Understanding Base vs Instruct Models in LLMs
When discussing large language models (LLMs) like Qwen or Llama, it’s crucial to understand the distinction between “base models” and “instruct models.” Here’s a breakdown:
Base Models
🔹 Foundation
- These are the foundational LLMs, pre-trained on massive datasets of raw text.
- Their primary objective is to learn the statistical patterns and structure of language.
- They excel at generating coherent and contextually relevant text.
🔹 Capabilities
- Base models are versatile and can be adapted for various natural language processing (NLP) tasks.
- Often used for tasks like text completion or generating text based on a given prompt.

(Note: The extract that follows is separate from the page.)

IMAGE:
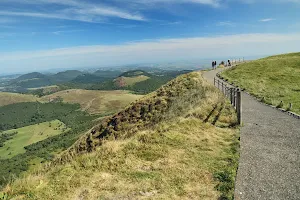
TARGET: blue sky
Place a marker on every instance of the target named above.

- They are the starting point for further model development.
🔹 Limitations
- While they produce fluent text, they may struggle with following specific instructions or performing complex reasoning without additional training.
- They can produce outputs that are not aligned with user intent, as they’re trained only to predict the next token in a sequence.
Instruct Models
🔹 Fine-Tuning
- Instruct models are derived from base models but undergo further training (fine-tuning).
- This involves using datasets containing instructions and their corresponding desired outputs.
- This process teaches the model to interpret and follow user commands accurately.
🔹 Capabilities
- Instruct models excel at tasks like:
- Summarization
- Translation
- Question answering
- Following complex prompts
- Designed to be more reliable and consistent in responding to specific instructions.
🔹 Advantages
- Better suited for applications requiring targeted functionalities.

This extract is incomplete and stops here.